The New Zealand dollar slumped on concern a food contamination scare at Fonterra Cooperative Group, the nation's largest dairy company, will hit exports.
The kiwi fell to a month low of 76.99 US cents, and recently traded at 77.15 US cents from 78.31 cents at the New York close and 78.87 cents at the 5pm market close in Wellington on Friday. The trade-weighted index dropped to 73.71 from 75.16 Friday.
The local currency slid after Fonterra, the world's largest dairy exporter, said on Saturday it had found bacteria which can cause botulism in some of its dairy products, prompting China and Russia to ban products. Dairy makes up about a quarter of New Zealand's export earnings.

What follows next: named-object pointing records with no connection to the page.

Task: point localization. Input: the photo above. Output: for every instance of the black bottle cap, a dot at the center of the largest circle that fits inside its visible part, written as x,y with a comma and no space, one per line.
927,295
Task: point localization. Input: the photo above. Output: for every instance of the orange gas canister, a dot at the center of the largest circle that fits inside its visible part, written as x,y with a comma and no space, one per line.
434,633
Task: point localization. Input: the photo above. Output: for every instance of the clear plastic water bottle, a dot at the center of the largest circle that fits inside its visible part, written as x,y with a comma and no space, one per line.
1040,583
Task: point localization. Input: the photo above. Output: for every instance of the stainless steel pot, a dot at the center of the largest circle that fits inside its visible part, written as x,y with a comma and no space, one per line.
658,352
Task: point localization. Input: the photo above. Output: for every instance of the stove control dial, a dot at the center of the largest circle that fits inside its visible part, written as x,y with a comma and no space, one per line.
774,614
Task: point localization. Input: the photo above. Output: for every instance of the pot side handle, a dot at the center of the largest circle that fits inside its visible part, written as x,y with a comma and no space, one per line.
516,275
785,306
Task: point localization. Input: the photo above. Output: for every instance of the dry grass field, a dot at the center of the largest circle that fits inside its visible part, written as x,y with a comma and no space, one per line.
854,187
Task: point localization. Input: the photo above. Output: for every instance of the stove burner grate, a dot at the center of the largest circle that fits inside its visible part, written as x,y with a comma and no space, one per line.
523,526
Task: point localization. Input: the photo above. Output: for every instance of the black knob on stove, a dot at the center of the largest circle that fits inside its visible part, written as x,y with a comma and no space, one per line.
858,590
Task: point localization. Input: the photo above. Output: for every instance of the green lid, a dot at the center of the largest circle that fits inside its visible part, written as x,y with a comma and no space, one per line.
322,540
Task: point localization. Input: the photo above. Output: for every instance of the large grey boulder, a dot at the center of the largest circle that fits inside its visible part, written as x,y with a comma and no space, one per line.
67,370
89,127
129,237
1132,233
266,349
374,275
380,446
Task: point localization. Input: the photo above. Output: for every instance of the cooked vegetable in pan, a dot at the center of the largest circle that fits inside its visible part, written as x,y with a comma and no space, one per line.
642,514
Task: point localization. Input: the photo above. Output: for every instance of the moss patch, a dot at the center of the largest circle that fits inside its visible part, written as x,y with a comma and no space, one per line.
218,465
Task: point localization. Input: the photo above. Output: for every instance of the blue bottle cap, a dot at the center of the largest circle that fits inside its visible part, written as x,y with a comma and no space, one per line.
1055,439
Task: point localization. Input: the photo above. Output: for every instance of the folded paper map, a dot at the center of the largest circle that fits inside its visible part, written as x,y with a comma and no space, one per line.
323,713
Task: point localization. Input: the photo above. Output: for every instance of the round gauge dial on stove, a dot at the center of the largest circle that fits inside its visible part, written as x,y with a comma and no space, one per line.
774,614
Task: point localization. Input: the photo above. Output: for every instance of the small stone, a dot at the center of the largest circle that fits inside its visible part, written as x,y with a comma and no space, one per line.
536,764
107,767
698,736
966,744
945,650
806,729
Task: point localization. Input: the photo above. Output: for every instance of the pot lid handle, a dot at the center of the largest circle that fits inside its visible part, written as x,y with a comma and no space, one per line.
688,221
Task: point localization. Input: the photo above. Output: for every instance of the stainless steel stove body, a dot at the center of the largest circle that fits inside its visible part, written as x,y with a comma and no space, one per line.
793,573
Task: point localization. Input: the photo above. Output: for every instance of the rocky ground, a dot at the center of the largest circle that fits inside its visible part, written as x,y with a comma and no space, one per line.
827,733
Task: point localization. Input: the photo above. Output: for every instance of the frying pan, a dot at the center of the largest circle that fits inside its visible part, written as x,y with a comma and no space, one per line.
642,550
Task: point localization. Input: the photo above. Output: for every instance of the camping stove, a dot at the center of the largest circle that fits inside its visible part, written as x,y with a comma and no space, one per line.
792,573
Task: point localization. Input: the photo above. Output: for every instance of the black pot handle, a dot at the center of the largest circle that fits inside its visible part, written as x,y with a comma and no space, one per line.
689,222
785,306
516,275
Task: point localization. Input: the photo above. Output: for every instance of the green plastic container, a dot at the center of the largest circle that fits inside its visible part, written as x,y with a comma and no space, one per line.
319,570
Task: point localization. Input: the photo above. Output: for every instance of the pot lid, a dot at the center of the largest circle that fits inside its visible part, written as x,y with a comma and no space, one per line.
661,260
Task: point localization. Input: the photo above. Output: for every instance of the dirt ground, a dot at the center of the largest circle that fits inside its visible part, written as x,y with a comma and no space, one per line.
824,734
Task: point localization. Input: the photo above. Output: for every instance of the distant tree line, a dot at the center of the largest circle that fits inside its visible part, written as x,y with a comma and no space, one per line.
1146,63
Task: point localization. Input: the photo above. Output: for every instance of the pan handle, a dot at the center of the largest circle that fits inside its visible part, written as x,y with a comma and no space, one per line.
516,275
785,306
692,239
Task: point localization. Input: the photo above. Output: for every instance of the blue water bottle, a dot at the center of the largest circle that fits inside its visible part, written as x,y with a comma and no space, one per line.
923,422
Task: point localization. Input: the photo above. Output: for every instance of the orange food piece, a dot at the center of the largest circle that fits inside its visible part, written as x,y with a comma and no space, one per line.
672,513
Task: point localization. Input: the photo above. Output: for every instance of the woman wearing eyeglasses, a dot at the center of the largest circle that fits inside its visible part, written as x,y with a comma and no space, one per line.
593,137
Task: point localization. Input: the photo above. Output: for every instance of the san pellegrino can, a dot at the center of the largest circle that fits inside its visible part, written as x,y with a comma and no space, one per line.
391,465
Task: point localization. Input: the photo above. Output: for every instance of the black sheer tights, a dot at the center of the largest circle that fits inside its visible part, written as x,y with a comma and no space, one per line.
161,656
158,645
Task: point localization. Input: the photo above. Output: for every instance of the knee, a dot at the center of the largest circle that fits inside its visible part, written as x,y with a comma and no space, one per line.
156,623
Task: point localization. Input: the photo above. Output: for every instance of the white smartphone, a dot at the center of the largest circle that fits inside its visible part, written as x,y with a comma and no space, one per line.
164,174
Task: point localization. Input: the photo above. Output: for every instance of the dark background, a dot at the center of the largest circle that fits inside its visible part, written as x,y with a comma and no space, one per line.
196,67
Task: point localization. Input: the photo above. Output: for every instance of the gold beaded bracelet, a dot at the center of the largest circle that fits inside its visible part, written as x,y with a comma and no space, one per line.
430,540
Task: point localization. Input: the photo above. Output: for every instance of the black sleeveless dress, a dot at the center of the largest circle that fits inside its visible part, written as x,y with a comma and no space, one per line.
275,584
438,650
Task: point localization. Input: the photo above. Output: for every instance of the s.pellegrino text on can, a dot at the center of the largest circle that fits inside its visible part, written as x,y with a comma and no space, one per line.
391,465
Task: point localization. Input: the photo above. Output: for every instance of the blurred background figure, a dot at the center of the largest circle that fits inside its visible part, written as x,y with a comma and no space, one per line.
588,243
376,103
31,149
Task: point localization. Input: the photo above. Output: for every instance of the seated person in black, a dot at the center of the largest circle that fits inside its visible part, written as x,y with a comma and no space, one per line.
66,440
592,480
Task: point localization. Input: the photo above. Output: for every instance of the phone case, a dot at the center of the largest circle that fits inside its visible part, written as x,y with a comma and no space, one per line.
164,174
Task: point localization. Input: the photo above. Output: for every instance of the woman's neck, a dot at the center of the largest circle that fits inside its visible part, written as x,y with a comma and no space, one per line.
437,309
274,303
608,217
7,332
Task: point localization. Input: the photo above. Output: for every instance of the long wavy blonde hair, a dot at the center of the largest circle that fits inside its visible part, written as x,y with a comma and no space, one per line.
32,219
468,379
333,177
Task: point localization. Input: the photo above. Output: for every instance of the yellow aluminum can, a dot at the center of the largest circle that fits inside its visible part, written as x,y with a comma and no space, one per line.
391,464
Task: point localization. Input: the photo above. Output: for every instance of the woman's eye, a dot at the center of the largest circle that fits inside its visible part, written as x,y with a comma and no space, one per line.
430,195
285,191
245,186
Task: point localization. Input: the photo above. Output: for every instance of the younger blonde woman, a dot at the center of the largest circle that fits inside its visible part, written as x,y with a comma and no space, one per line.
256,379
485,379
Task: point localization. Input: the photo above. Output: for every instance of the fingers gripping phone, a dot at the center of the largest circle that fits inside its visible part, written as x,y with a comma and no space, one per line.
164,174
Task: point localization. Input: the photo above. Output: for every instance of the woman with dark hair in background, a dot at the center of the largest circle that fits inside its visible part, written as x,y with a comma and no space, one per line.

"The kiwi has dropped a cent and a half in reaction so far because it has affected exports," said Imre Speizer, senior currency strategist at Westpac Banking Corp. " Countries have suspended exports and the kiwi has had a knee jerk reaction. Until we do some quantitative analysis on exactly what this means for the New Zealand economy, I can't say how much further the kiwi will go or not go."
The contamination scare comes five years after the scandal in China over Sanlu Group, which was 43 per cent owned by Fonterra and whose milk was found to be laced with melamine. Fonterra revealed in September last year that traces of a fertiliser additive known as DCD was found in some milk samples.
The local currency fell to 58.10 euro cents from 59.70 cents Friday and dropped to 50.49 British pence from 52.16 pence. It slid to 76.40 yen from 78.50 yen and weakened to 86.48 Australian cents from 88.58 cents.